Does it matter? There is no doubt it puts real limits on the influence which can be had at “Place” and will frustrate some of those involved, including the councils which normally operate at this level.

However, many involved with this work are comfortable with informal agreements, at least for now. The looser approach, based on “partnership” rather than rules and budgets, is sensible while systems work out what they want to achieve and how, they argue.
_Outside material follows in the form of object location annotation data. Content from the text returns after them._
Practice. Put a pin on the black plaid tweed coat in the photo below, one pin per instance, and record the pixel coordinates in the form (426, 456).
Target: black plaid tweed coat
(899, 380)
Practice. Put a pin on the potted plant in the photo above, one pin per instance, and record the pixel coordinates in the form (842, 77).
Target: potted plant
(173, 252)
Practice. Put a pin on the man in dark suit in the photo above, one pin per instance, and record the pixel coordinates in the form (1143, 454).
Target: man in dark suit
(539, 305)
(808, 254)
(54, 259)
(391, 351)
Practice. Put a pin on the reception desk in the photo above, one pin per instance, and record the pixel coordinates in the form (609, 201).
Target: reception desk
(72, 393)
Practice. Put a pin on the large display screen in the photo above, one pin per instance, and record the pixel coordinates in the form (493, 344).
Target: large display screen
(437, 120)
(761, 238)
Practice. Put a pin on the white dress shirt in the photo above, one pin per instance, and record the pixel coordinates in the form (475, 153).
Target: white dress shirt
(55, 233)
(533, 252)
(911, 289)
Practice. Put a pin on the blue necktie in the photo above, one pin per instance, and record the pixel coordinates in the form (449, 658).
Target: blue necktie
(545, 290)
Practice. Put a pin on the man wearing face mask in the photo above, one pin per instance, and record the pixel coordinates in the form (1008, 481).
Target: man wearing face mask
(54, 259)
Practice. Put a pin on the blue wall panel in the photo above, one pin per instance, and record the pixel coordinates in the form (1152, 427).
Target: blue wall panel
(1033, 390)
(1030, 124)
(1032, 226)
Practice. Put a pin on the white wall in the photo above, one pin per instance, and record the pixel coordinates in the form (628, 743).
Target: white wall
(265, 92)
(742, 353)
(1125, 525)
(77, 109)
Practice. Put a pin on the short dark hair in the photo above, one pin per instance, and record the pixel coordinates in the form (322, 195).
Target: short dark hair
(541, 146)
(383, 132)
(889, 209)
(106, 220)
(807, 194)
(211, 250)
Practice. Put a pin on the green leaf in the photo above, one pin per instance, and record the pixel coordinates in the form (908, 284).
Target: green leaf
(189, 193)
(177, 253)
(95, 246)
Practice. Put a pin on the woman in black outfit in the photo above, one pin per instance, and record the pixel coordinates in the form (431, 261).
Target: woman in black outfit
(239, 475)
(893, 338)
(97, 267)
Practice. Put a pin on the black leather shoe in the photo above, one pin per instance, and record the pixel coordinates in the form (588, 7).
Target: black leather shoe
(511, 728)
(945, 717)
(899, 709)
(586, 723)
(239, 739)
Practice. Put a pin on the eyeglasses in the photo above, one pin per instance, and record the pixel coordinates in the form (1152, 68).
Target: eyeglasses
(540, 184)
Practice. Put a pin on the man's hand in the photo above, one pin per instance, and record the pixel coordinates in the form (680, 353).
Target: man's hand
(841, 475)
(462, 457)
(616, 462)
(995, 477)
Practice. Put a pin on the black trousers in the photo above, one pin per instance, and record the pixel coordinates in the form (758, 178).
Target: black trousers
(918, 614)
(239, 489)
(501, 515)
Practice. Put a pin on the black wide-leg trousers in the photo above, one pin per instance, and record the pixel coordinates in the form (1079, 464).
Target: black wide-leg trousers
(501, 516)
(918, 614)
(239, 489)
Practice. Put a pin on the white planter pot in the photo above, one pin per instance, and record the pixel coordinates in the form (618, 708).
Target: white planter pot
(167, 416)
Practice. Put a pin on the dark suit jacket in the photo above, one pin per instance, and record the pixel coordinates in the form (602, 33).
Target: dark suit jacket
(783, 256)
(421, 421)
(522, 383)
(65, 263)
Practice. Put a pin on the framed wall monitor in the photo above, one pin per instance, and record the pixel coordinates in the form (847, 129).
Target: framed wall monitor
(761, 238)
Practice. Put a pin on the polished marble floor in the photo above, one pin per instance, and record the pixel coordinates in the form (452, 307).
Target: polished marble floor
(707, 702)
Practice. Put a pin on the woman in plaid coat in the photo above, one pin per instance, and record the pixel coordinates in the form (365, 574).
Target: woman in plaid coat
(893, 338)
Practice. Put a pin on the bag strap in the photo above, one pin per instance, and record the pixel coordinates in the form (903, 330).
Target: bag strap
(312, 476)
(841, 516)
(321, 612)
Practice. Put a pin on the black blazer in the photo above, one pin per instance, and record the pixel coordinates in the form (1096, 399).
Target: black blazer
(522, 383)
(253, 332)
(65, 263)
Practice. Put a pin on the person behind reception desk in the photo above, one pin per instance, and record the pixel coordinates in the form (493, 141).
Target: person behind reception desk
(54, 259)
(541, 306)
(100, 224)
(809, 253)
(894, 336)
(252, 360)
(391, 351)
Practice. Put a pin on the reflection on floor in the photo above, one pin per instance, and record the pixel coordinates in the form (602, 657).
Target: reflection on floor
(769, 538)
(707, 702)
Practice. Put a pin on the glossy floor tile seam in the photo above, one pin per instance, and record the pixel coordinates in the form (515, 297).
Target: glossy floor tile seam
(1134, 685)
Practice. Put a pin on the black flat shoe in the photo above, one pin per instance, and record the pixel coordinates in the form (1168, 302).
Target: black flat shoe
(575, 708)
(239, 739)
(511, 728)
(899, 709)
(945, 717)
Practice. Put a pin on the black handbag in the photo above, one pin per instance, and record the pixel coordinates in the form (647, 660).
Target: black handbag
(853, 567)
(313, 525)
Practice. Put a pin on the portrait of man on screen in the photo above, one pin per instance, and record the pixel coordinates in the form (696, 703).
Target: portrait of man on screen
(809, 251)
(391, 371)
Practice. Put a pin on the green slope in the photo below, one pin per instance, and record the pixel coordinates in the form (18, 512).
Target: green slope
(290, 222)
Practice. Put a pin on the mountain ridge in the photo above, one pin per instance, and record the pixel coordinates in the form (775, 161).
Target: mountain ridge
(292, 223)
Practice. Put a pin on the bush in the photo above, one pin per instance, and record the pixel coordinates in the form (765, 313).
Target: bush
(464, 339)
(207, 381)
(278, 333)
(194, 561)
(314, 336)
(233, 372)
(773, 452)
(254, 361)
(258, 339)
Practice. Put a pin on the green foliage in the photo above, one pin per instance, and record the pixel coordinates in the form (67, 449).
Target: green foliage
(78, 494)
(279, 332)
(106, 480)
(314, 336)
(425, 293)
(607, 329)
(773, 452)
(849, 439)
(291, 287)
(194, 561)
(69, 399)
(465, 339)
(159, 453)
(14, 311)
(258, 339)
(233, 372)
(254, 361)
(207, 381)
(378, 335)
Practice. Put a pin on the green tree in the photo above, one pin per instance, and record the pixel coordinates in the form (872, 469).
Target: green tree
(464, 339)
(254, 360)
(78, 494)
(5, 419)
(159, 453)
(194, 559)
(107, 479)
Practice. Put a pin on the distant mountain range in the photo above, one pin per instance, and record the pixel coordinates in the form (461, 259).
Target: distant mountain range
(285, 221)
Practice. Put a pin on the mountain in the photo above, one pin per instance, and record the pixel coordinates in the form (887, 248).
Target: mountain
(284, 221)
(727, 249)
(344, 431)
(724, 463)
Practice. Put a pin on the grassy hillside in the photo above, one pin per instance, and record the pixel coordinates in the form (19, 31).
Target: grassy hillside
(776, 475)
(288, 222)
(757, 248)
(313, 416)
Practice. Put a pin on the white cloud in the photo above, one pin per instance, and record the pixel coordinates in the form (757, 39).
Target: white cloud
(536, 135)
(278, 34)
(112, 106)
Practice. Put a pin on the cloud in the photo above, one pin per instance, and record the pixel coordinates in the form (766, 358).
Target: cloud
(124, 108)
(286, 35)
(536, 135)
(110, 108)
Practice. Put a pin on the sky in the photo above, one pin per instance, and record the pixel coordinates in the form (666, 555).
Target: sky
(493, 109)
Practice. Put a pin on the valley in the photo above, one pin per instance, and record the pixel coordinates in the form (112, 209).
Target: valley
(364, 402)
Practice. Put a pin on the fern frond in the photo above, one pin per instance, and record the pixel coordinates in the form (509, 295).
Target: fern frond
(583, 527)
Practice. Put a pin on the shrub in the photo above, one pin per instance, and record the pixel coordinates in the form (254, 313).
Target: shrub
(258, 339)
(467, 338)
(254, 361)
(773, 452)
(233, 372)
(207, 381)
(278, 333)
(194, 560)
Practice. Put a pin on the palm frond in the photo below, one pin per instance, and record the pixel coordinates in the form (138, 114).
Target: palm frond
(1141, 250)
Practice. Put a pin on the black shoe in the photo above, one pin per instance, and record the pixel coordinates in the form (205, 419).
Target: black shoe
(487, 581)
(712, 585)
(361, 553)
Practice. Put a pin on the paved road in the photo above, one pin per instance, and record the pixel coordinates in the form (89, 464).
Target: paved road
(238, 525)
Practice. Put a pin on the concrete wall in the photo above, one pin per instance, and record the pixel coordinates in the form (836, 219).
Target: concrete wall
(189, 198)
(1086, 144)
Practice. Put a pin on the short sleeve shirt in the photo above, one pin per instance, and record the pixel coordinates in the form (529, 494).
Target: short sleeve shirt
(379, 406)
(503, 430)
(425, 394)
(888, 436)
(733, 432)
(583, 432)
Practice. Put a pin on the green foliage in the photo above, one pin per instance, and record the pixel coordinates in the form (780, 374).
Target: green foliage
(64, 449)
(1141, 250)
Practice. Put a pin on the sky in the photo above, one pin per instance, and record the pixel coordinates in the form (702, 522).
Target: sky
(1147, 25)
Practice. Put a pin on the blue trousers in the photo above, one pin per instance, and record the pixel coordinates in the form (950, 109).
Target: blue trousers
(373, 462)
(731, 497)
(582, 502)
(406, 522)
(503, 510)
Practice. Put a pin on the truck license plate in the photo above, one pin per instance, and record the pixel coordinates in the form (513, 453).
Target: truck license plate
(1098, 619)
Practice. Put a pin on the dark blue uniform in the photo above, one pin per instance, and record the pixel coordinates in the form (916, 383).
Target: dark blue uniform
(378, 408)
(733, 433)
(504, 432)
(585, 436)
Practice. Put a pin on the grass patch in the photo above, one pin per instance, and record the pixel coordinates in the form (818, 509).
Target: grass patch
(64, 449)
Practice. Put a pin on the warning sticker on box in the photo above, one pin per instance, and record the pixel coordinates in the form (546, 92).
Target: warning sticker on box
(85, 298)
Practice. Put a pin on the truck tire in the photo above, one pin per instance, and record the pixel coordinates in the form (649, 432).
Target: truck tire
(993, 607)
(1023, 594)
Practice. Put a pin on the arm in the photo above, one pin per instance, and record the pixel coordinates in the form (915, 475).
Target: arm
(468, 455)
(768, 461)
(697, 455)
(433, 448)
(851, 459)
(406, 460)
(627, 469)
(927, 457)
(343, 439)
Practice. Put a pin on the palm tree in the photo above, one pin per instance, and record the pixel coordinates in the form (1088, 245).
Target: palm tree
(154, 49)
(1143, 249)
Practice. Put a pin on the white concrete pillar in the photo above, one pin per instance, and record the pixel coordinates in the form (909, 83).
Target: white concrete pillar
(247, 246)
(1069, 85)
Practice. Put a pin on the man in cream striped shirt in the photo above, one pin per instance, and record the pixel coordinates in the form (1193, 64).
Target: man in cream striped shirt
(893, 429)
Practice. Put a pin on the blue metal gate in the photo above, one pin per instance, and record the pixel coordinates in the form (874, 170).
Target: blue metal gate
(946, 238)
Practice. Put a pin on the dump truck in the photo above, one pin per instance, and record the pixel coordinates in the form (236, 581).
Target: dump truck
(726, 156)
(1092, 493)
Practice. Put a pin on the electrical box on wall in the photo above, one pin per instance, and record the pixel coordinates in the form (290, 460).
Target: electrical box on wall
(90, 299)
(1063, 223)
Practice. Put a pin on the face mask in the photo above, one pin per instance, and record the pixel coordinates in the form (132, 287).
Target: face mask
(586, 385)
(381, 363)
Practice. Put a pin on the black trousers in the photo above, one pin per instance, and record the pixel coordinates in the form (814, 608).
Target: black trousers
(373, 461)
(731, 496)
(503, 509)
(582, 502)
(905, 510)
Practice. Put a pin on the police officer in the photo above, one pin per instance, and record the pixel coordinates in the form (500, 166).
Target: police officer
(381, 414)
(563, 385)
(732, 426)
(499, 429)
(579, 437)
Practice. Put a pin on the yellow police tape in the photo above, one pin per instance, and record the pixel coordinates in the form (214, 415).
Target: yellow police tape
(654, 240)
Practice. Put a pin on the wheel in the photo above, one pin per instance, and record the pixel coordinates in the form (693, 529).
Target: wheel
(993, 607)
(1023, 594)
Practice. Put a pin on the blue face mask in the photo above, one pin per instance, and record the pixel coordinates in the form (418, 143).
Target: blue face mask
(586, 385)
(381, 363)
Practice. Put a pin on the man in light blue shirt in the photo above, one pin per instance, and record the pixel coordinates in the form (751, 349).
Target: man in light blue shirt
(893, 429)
NHS Providers head of policy and strategy David Williams told me: “NHSE’s decision to delay formal delegation under the 2022 Act is a pragmatic one in the circumstances, and welcome.

“It’s important to remember that ‘delegation’ in this sense is only one of several options available to trusts and ICBs if they want to give providers more autonomy or ability to shape how services are run locally. This decision doesn’t affect the other options, such as the lead provider arrangements that have been pioneered in mental health and elsewhere. 

ICSs are still new in statutory terms, and in many areas governance arrangements are still being worked out. It’s important that they take the time they need to get this right.”

And Ms Walter, of the ICS Network, says: “Systems do want to delegate but are still working the detail of how it might work in practice. There is a lot they can do which isn’t quite as full as the full delegation of statutory commissioning responsibilities from ICBs to provider trusts…

“We have not heard concern from members saying this is slowing us down, at the pace we’re doing things.”